The Parks & Seattle Center Committee met again today regarding Building 11 to evaluate the first in a series of formal changes to the proposed lease amendment. To recap our previous discussions, Seattle Channel video footage is available for committee meetings on June 16 and July 7.
Council Central Staff presented a package of amendments to the legislation at today’s meeting. The discussion packet, available here, combines the direction that the Parks Committee provided at our July 7th meeting and addresses some of the significant concerns voiced by Councilmembers. Primary concerns, in summary, include the requirement of public benefits as well as payments that qualify for rental offsets.
When this issue first came to my attention earlier this year, I could not have predicted how complex the matter would become. For the past several months, I have endeavored to be responsive to the community’s concerns while working to facilitate an agreement between Seattle Parks and the developing partner, Building 11 LLC. I also have taken into account the concerns and needs of my fellow councilmembers and have looked for ways to reach a principled compromise – without compromising my principles.
It has been a real challenge to align the needs and desires of all parties. A lot of work has gone into getting us where we are today. But, we still have work to do.
The agreement from 2008 was negotiated and signed in good faith, and we cannot undo what has been done. My goal with the proposed lease amendment is to make it the best it can be – specifically with regard to public benefits.
This legislation is intended to strike a balance and allow a portion of the building’s potential commercial tenants to help make reduced leased rates possible for non-profits and recreation-based tenants. We’ve secured a subsidized, long-term tenancy for the programming of Sail Sand Point, and we are finalizing the details that will maintain the presence of an artist colony in the park.
I reaffirm my commitment to the stated objectives of Northshore Recreation Area and the focus on recreation and non-motorized watercraft use. We need to make sure that water-based tenants can afford to be a part of the building through subsidized lease rates for the life of the lease, and that the design of the parking lot allows the easy offloading of canoes, kayaks, paddleboards, and small sailboats via a thoughtful access plan.
My work continues on another series of proposed amendments that address input from the developer, community and my Council colleagues.
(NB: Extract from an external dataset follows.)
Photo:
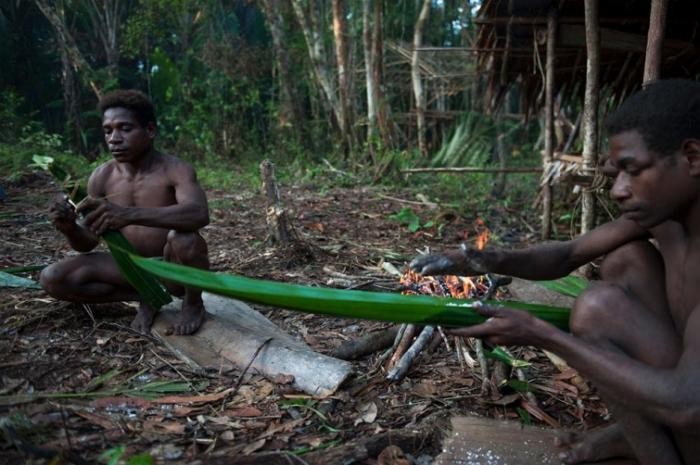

I will post these new amendments to my blog as soon as they are ready, and our next Parks Committee meeting on Thursday, August 4th, will feature a thorough review of all the amendments and a possible vote.
As we move forward, one thing is certain. The situation with Building 11 has become a touchstone for how we will navigate future potential private/public partnerships in the Parks Department.
I will work to ensure expanded public benefits at Magnuson Park. These include, but aren’t limited to, improved lighting and way finding that is consistent with the historic district, dedicated public access to the water, more recreational opportunities, improved habitat and minimized environmental impact, improved bicycle and pedestrian connections, and an effective circulation plan.
I hope that those of you who have been engaged in this issue will continue to work with us to develop a series of goals, a common framework and a standardized set of negotiation principles as we move forward with future partnership agreements.